Step 2: A Google Meet conversation with Nicolas Gonzalez Thomas including a technical assessment. We'll dive deeper into your previous experience, technical skills, and working style.
Step 3: A Google Meet conversation with Sean Power (CEO) and Matt Adell (COO) and focused on values alignment and the impact you'd like to make at Musical AI.
Step 4: If there is a mutual fit, we'll move forward with an offer!
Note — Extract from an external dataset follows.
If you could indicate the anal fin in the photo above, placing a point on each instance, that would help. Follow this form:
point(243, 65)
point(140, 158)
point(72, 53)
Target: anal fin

Anticipated Start Date: November 2025 Accommodations and Accessibility: In line with Accessibility Standards Canada, Musical AI provides employment accommodation during the recruitment process. Should you require any accommodation, please indicate this on your application and we will work with you to meet your accessibility needs. For any questions, suggestions or required documents regarding accessibility in a different format, please contact us directly. Generative AI is not used as part of our screening, candidate selection, or interviewing process. Inclusion: In line with the Canadian Human Rights Act, w e are committed to building an environment where everyone feels included, valued, and heard. Diversity, inclusion, and belonging are an integral part of building ethical and safe AI technology, and it is our belief that they enable us to reach our goal of building technology that changes the world of music. We strongly encourage applications from Indigenous peoples, racialized people, people with disabilities, people from gender and sexually diverse communities and/or people with intersectional identities.